As it was mentioned already in the General architecture, the DGW represents the so-called Device Integration Layer in the IoT terminology. It is used as a gateway between the low-level hardware access protocol and a TCP/IP network.

The main goals when designing DGW were:

  • Pluggable devices support
  • No modification/re-compilation/re-deployment of the DGW for a new device
  • Exposure of device capabilities as network services by declaration/configuration

As a result, we came up with a concept of device agent, as depicted in the Figure below. A device agent is an executable (preferably platform independent, but in most cases they are dependent due to the different libraries for accessing the hardware), which implements the low-level communication with the actual device using its interface and protocol (e.g., talking via GPIO to temperature sensor, reading data via USB or detecting beacons via BLE). This is the left side of the communication in the Figure. The right side of it describes how the device agent communicates with a DGW that manages its execution: it is done using the most universal and ubiquitous interface - standard system input and output streams (stdin, stdout correspondingly). The standard system error stream (stderr) is used for logging purposes (data written into stderr will be forwarded to DGW for output in the debug console).

Device Gateway Agent

The device agent executable is not aware about Patchwork Toolkit and its interfaces. It is a standalone program that can be executed manually from a command line. In the DGW context, this program is executed and managed by the DGW's Process Manager, as depicted in the Figure below (a hight-level overview of the DGW architecture):

Device Gateway Overview

The core of the system is a Process Manager that reads devices/resources configuration and executes corresponding device agents and redirects the system streams (stdin/stdout/stderr). Process Manager supports 3 types of agent execution: task, timer and service.
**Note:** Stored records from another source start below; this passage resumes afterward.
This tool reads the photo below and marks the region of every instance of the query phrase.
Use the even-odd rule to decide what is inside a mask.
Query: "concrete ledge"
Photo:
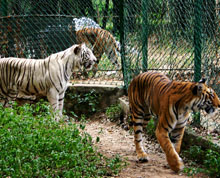
[[[92,92],[90,96],[89,93]],[[122,86],[99,84],[74,84],[69,85],[65,94],[64,108],[67,113],[73,111],[77,115],[92,114],[94,111],[102,111],[118,102],[118,98],[125,94]],[[80,96],[81,99],[74,97]],[[88,102],[86,98],[88,97]],[[90,97],[90,98],[89,98]]]

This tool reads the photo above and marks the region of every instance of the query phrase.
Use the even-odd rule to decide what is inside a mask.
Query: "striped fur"
[[[204,109],[212,113],[220,107],[217,94],[205,80],[199,83],[171,81],[158,72],[145,72],[135,77],[129,86],[128,97],[138,159],[148,161],[142,146],[142,133],[154,115],[158,118],[156,137],[168,164],[176,172],[184,167],[178,154],[190,112]]]
[[[92,68],[97,61],[85,44],[72,47],[46,59],[0,59],[0,95],[6,100],[46,96],[55,111],[62,115],[67,82],[73,70]]]
[[[76,39],[78,43],[85,42],[87,45],[91,45],[98,61],[105,53],[117,69],[120,68],[117,55],[120,50],[109,31],[101,28],[84,28],[76,32]]]

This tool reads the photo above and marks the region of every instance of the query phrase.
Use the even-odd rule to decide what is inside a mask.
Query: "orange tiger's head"
[[[194,102],[192,110],[203,109],[210,114],[220,107],[220,100],[215,91],[205,84],[205,81],[205,79],[200,80],[192,89],[193,94],[199,96],[199,99]]]

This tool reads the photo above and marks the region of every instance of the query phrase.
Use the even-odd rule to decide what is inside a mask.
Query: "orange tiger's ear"
[[[199,82],[198,84],[196,84],[196,85],[193,87],[192,92],[193,92],[194,95],[199,96],[199,95],[202,93],[202,88],[203,88],[202,84],[203,84],[203,83],[200,83],[200,82]]]

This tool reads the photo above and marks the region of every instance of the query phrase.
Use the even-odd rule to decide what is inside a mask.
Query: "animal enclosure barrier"
[[[0,2],[1,57],[45,58],[80,36],[99,64],[74,73],[74,82],[127,89],[137,74],[157,70],[177,80],[206,77],[220,95],[219,0]]]

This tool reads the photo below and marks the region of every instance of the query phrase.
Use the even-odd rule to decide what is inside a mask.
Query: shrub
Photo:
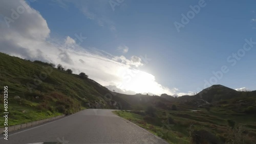
[[[256,108],[253,106],[249,106],[245,109],[244,112],[247,113],[256,113]]]
[[[233,129],[236,125],[236,122],[231,119],[228,119],[227,120],[227,122],[228,123],[228,126],[229,126],[229,127]]]
[[[191,143],[221,143],[219,139],[214,134],[205,130],[195,130],[193,126],[189,128],[190,141]]]
[[[79,74],[80,77],[82,79],[88,78],[88,76],[87,76],[84,73],[81,73]]]
[[[56,107],[56,110],[59,113],[66,114],[67,111],[63,105],[59,105]]]
[[[173,105],[173,106],[172,106],[172,110],[177,110],[177,107],[176,107],[176,105]]]
[[[227,140],[228,144],[242,144],[245,143],[245,141],[248,139],[246,135],[244,134],[245,130],[244,128],[239,125],[230,129],[228,132],[229,137]]]
[[[57,68],[58,69],[61,70],[61,69],[62,68],[62,65],[60,64],[58,64],[58,65],[57,65]]]
[[[156,109],[153,106],[150,106],[146,108],[146,111],[145,111],[146,114],[150,116],[154,117],[155,115],[155,112]]]
[[[40,63],[40,64],[44,64],[44,65],[46,65],[48,66],[53,67],[55,67],[55,64],[53,63],[48,63],[48,62],[43,62],[43,61],[39,61],[39,60],[35,60],[35,61],[34,61],[34,62]]]
[[[50,63],[50,66],[51,66],[52,67],[55,67],[56,65],[53,63]]]
[[[73,71],[72,70],[71,70],[71,69],[67,69],[66,71],[69,74],[72,74],[73,73]]]
[[[205,107],[205,109],[207,110],[207,111],[210,111],[210,107],[206,106],[206,107]]]

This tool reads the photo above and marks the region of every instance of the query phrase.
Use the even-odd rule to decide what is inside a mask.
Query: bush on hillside
[[[228,119],[227,120],[228,126],[230,127],[232,129],[233,129],[234,126],[236,125],[236,122],[233,120]]]
[[[189,127],[189,135],[191,143],[222,143],[214,134],[204,129],[195,130],[193,125]]]
[[[34,61],[34,62],[40,63],[40,64],[48,65],[48,66],[51,66],[52,67],[55,67],[55,64],[54,64],[53,63],[48,63],[48,62],[42,62],[42,61],[39,61],[39,60],[35,60],[35,61]]]
[[[62,65],[61,65],[60,64],[58,64],[57,65],[57,68],[59,70],[63,70],[65,69],[65,68],[63,67]]]
[[[84,73],[81,73],[79,74],[80,77],[82,79],[88,78],[88,76],[87,76]]]
[[[176,105],[173,105],[173,106],[172,106],[172,110],[177,110],[177,108]]]
[[[73,73],[73,71],[71,69],[67,69],[66,70],[68,73],[69,74],[72,74]]]
[[[256,114],[256,108],[253,106],[249,106],[245,109],[244,112],[249,114]]]
[[[154,107],[151,106],[148,106],[146,108],[146,111],[145,111],[146,114],[152,117],[155,117],[155,112],[156,112],[156,109],[155,109]]]

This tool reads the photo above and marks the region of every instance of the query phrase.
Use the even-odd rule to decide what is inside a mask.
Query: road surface
[[[1,135],[0,143],[167,143],[112,111],[84,110],[52,122],[11,132],[8,140]]]

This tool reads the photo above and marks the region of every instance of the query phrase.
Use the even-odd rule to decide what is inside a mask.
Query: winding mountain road
[[[41,142],[72,143],[168,143],[112,113],[113,110],[86,109],[55,121],[3,135],[0,143]]]

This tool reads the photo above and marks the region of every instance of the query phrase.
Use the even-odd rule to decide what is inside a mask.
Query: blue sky
[[[256,44],[248,51],[239,51],[243,49],[245,39],[256,41],[254,1],[56,0],[29,3],[31,8],[35,10],[46,21],[50,31],[49,36],[46,36],[46,42],[56,45],[61,41],[67,42],[69,37],[75,40],[75,42],[71,40],[69,43],[75,44],[75,49],[79,47],[79,50],[86,51],[84,53],[90,52],[102,56],[106,58],[105,61],[110,58],[124,63],[125,66],[137,62],[137,65],[133,63],[128,68],[135,68],[146,73],[145,75],[152,80],[148,83],[154,83],[150,86],[143,83],[138,84],[138,81],[147,78],[145,77],[140,79],[137,78],[139,76],[133,76],[137,73],[129,76],[129,78],[123,78],[125,76],[122,78],[120,76],[122,74],[117,75],[113,70],[110,73],[118,78],[113,81],[111,78],[105,78],[108,75],[103,72],[103,74],[99,73],[98,75],[94,75],[94,71],[90,69],[96,71],[98,67],[112,66],[104,62],[92,61],[98,64],[97,67],[94,67],[92,64],[86,65],[86,61],[84,65],[74,67],[77,69],[75,70],[76,73],[83,67],[88,67],[84,70],[88,70],[89,77],[92,76],[92,79],[111,89],[114,89],[113,85],[115,85],[117,89],[126,93],[135,91],[181,95],[191,94],[206,88],[208,85],[205,84],[205,81],[207,81],[210,85],[219,84],[233,89],[244,87],[256,89]],[[114,10],[110,3],[118,4]],[[204,6],[200,7],[199,3]],[[174,22],[182,24],[182,14],[186,15],[191,11],[190,6],[196,5],[200,7],[200,11],[197,14],[194,13],[195,16],[178,32]],[[6,11],[8,10],[9,13],[6,13],[11,14],[10,10]],[[2,14],[2,21],[4,21],[4,16],[8,16]],[[20,16],[17,20],[22,18]],[[12,23],[10,23],[9,30],[14,28]],[[82,41],[79,41],[76,36],[80,34],[86,37]],[[65,53],[72,56],[69,49],[74,46],[65,46],[63,48],[61,45],[62,48],[57,49],[68,50],[68,52]],[[126,49],[125,52],[122,51],[123,49]],[[2,51],[25,58],[28,57],[6,51]],[[238,56],[239,60],[232,56],[238,52],[242,56]],[[43,52],[47,56],[52,53]],[[229,58],[229,56],[231,57]],[[143,58],[146,56],[150,60],[144,61]],[[60,59],[65,65],[67,61]],[[130,61],[127,62],[127,60]],[[235,60],[237,62],[234,64]],[[51,60],[61,62],[54,58]],[[73,60],[73,62],[75,63],[75,60]],[[71,65],[67,62],[67,65]],[[222,72],[223,76],[218,78],[212,71],[221,70],[223,66],[225,66],[228,71],[225,74]],[[91,69],[90,66],[92,66]],[[127,81],[134,79],[133,83],[125,84],[125,87],[120,86],[120,83],[124,81],[130,83]],[[143,90],[140,91],[132,85],[144,87],[141,87]],[[162,92],[154,90],[153,87],[159,85]]]

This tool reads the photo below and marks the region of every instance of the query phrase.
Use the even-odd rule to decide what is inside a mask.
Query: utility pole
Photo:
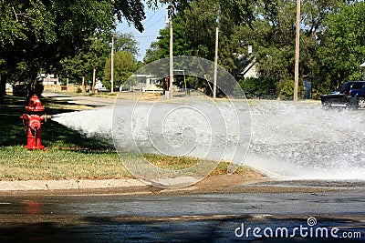
[[[297,0],[296,24],[296,63],[294,66],[294,101],[297,101],[297,88],[299,85],[299,40],[300,40],[300,0]]]
[[[173,53],[172,53],[172,43],[173,43],[173,37],[172,37],[172,14],[173,14],[173,6],[172,6],[172,2],[170,2],[169,5],[169,25],[170,25],[170,76],[169,76],[169,80],[170,80],[170,97],[172,98],[172,83],[173,83]]]
[[[110,85],[111,91],[114,92],[114,34],[111,36],[111,62],[110,62]]]

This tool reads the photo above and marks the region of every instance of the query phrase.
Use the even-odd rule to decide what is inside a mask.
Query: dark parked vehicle
[[[365,107],[365,81],[346,82],[341,89],[320,96],[324,108]]]

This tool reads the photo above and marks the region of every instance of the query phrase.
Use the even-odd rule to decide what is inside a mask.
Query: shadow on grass
[[[43,100],[42,100],[43,101]],[[49,101],[47,101],[48,103]],[[23,146],[26,144],[26,127],[20,116],[25,113],[26,99],[6,96],[0,106],[0,147]],[[69,104],[68,104],[69,105]],[[56,115],[74,109],[52,109],[46,107],[46,113]],[[114,149],[112,145],[99,137],[86,137],[78,131],[48,120],[42,127],[42,144],[49,148],[98,152]]]

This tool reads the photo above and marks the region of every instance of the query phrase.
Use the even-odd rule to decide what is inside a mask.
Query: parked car
[[[320,96],[324,108],[365,107],[365,81],[346,82],[341,89]]]

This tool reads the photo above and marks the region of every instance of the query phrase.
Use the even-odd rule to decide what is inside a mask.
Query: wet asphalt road
[[[266,184],[300,187],[302,182]],[[350,242],[365,241],[363,183],[336,183],[336,190],[328,190],[333,183],[307,184],[327,189],[180,196],[4,195],[0,242],[345,242],[344,232],[358,234]],[[310,217],[317,224],[309,227]],[[339,228],[339,238],[256,238],[252,229],[238,238],[242,224],[245,232],[248,228],[270,228],[274,232],[286,228],[289,235],[299,226],[313,232],[317,228]]]

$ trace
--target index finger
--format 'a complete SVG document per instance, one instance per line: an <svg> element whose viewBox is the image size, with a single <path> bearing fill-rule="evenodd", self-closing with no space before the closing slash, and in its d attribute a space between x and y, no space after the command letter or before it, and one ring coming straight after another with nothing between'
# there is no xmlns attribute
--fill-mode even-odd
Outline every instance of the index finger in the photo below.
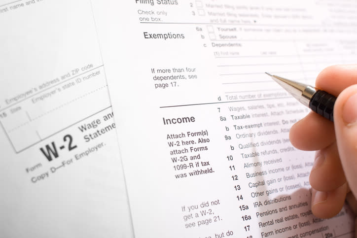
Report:
<svg viewBox="0 0 357 238"><path fill-rule="evenodd" d="M319 74L316 87L337 97L346 88L357 84L357 65L329 66Z"/></svg>

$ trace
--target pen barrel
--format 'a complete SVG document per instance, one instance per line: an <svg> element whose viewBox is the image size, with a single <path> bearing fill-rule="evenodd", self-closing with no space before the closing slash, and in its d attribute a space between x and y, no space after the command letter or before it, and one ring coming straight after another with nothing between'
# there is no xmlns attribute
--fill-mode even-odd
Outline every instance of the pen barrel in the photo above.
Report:
<svg viewBox="0 0 357 238"><path fill-rule="evenodd" d="M318 90L313 96L309 107L317 113L333 122L333 106L336 97L322 90Z"/></svg>

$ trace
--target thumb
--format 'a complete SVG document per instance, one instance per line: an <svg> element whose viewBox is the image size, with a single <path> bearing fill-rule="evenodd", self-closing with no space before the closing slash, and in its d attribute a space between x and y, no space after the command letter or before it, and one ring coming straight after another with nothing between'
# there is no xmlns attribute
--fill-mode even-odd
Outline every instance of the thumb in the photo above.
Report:
<svg viewBox="0 0 357 238"><path fill-rule="evenodd" d="M357 195L357 85L345 89L337 98L333 111L335 132L346 179Z"/></svg>

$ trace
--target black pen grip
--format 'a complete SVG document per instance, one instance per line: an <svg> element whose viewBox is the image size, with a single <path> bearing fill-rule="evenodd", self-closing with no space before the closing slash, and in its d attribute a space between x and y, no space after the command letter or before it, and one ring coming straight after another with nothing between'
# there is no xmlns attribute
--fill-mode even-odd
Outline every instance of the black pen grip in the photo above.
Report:
<svg viewBox="0 0 357 238"><path fill-rule="evenodd" d="M314 94L309 103L309 107L317 113L333 122L333 106L336 97L322 90Z"/></svg>

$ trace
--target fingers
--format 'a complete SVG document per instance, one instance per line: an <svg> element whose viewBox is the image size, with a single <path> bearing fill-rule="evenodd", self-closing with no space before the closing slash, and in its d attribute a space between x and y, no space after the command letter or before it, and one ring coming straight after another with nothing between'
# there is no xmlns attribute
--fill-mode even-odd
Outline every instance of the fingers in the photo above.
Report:
<svg viewBox="0 0 357 238"><path fill-rule="evenodd" d="M341 164L354 194L357 194L357 85L344 90L334 109L335 130Z"/></svg>
<svg viewBox="0 0 357 238"><path fill-rule="evenodd" d="M357 215L357 201L352 193L349 193L346 197L346 201L355 215Z"/></svg>
<svg viewBox="0 0 357 238"><path fill-rule="evenodd" d="M328 218L337 215L343 206L347 193L347 185L332 191L320 192L312 189L311 210L321 218Z"/></svg>
<svg viewBox="0 0 357 238"><path fill-rule="evenodd" d="M290 130L290 141L298 149L318 150L336 139L333 123L311 112Z"/></svg>
<svg viewBox="0 0 357 238"><path fill-rule="evenodd" d="M346 183L336 143L316 152L309 179L311 186L321 191L334 190Z"/></svg>
<svg viewBox="0 0 357 238"><path fill-rule="evenodd" d="M327 67L319 74L315 84L317 88L337 97L346 88L357 84L357 65Z"/></svg>

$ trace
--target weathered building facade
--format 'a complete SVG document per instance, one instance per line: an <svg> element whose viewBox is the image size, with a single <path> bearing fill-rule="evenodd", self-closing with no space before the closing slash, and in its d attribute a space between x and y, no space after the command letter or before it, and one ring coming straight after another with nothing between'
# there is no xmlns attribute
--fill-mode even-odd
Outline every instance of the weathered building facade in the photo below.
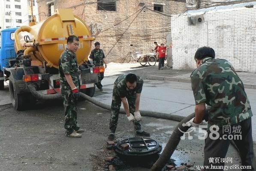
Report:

  • task execution means the device agent is executed only once per request coming from Services component. The last value is cached for a given TTL period.
  • timer execution is similar to task execution but initiated by Process Manager periodically (using interval value from the configuration). The value is cached in between the executions.
  • service execution means a device agent is running as a process and producing output into stdout constantly. The last value is cached as well.

The Services component is responsible for creating a corresponding RESTful endpoint for each device/resource (if configured) and establishing a MQTT publication connection for each device/resource (if configured). This component passes data from POST/PUT/DELETE HTTP requests to the corresponding device agent by writing it to its stdin and returning the (cached) value received from stdout to the related HTTP GET requests.